Kylar snatched the pitcher up and hurled it through the mirror. Both pitcher and mirror shattered, spraying glass and porcelain and water against the wall, into the room, onto his clothes, onto his face. He dropped to his knees and wept.
Finally, he slept. When he woke, he felt better than he had any right to. He washed himself and felt refreshed. As he scraped off his stubble, he caught himself grinning in one of the shards of the mirror. Blint didn’t mean to kill me at all, but he couldn’t resist putting a dart in me just to show that he could. The old bastard. Kylar laughed. The really old bastard.

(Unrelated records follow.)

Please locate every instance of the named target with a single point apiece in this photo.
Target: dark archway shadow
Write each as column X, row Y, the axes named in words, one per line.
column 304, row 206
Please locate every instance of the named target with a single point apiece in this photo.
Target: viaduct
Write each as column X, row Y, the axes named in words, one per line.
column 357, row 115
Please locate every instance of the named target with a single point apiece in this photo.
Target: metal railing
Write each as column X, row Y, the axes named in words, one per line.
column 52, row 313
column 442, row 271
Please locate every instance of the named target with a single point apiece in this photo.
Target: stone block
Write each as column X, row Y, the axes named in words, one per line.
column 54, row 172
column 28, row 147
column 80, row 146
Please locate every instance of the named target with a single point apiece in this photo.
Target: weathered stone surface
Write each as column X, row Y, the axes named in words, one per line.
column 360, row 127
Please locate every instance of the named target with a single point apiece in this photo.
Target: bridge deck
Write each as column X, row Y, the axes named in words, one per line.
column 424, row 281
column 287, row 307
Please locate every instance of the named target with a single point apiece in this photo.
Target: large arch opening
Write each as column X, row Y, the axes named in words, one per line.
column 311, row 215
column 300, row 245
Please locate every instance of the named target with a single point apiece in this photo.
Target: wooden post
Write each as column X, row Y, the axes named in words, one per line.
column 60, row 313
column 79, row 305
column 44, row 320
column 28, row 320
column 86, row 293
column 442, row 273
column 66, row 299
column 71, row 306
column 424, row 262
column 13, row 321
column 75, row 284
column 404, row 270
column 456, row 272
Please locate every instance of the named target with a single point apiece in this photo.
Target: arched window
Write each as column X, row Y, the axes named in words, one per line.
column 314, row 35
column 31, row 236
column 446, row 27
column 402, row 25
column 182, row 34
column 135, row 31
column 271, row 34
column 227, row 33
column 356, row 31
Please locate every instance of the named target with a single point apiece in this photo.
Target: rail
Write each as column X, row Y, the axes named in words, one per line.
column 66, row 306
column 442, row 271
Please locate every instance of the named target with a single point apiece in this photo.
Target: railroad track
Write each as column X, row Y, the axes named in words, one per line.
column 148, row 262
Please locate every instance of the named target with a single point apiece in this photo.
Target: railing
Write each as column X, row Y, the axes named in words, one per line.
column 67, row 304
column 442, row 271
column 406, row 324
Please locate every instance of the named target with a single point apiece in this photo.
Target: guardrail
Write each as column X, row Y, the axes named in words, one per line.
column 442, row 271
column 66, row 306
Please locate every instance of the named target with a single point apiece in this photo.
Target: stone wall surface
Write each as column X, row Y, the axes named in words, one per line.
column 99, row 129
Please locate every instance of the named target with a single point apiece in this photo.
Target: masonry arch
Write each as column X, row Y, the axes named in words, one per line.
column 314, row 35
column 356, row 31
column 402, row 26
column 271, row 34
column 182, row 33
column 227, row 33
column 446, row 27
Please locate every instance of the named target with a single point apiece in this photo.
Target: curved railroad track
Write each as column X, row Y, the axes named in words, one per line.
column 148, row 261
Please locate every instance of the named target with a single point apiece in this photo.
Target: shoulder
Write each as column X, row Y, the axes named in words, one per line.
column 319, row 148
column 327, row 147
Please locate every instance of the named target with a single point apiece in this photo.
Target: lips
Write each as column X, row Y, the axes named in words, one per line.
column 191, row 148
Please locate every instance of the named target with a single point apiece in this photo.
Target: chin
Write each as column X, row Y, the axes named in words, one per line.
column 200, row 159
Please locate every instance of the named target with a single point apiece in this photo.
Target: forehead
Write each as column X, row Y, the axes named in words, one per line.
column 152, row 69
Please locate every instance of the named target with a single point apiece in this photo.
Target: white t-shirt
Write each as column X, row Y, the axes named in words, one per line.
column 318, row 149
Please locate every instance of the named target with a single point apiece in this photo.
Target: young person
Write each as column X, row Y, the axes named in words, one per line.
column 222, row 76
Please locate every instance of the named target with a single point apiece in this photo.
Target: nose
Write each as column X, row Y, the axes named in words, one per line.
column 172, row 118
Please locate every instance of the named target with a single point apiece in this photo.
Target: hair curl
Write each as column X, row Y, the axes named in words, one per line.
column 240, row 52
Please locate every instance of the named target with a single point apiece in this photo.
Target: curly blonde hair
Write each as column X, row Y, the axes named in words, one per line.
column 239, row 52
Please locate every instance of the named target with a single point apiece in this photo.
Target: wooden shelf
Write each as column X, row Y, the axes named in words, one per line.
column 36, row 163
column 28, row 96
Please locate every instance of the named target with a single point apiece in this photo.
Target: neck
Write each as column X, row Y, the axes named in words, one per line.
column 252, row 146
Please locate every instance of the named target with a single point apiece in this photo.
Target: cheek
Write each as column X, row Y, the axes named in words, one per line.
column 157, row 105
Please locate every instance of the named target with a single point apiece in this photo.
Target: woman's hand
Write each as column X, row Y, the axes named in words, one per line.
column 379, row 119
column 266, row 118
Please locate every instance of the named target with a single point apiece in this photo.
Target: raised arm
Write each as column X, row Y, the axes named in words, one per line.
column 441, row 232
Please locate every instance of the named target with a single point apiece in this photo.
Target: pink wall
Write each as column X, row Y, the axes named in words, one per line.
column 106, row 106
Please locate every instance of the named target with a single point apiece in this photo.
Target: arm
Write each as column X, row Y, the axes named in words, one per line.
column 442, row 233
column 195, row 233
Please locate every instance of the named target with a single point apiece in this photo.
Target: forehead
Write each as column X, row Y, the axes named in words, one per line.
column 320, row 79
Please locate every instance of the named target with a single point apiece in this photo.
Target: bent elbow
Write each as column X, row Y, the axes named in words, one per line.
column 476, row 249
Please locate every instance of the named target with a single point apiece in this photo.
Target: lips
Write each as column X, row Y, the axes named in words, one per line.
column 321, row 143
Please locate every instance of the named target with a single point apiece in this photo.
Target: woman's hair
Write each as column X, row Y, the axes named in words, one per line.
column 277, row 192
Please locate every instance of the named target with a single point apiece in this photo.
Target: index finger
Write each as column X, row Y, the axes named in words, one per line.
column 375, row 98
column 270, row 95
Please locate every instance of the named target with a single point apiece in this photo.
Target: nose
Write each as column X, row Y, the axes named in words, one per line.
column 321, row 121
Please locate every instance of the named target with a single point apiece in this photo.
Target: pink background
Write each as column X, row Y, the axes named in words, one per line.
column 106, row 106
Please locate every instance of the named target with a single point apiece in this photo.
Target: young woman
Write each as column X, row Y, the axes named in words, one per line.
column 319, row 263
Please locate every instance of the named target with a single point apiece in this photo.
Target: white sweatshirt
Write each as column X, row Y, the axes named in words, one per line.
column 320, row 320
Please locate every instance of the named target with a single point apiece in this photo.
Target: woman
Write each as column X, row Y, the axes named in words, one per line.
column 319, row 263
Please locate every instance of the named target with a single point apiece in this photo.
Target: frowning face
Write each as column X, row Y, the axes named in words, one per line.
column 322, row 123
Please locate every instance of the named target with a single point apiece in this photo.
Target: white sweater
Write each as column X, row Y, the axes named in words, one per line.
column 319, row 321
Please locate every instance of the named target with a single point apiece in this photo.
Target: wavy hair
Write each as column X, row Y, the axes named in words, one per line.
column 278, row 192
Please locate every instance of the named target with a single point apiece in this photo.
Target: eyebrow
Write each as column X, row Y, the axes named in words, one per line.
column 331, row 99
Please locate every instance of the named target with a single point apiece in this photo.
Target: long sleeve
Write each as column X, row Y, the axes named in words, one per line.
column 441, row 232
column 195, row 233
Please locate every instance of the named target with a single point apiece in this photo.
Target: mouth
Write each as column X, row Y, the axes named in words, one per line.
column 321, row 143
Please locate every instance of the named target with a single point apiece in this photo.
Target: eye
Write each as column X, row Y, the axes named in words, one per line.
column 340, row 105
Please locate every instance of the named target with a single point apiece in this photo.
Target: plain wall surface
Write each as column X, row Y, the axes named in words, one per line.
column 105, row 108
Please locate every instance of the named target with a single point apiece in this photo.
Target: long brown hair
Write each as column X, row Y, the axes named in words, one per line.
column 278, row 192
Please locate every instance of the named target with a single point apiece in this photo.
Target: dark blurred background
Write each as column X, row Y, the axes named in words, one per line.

It was gallows humor, but he needed whatever he could find.
He got dressed and armed, thinking mournfully of the gear he’d lost last night. Daggers, poisons, grappling hooks, throwing knives, tanto, poisoner’s knife—he’d lost all of his favorites except for Retribution. Mourning my gear, but not Logan or Durzo or Elene. It was so ridiculous that Kylar laughed again.
He was, he decided, a little off. Maybe it was natural. He’d never lost anyone he really cared about before. Now he’d lost three in one night.
The streets were crowded in the late afternoon when Kylar finally emerged from his safe house. Rumors were flying about what had happened at the castle in the night. An army had appeared from thin air. An army had boiled up out of the Vos Island Crack. An army of mages from the south had come. No, they were wytches from the north. Highlanders had killed everyone in the castle. Khalidor was going to raze the entire city.
Few of the rumormongers seemed worried. Kylar saw a few people with their belongings loaded onto carts or wagons and heading out of the city, but there weren’t many. No one else seemed to believe that anything bad could happen to them.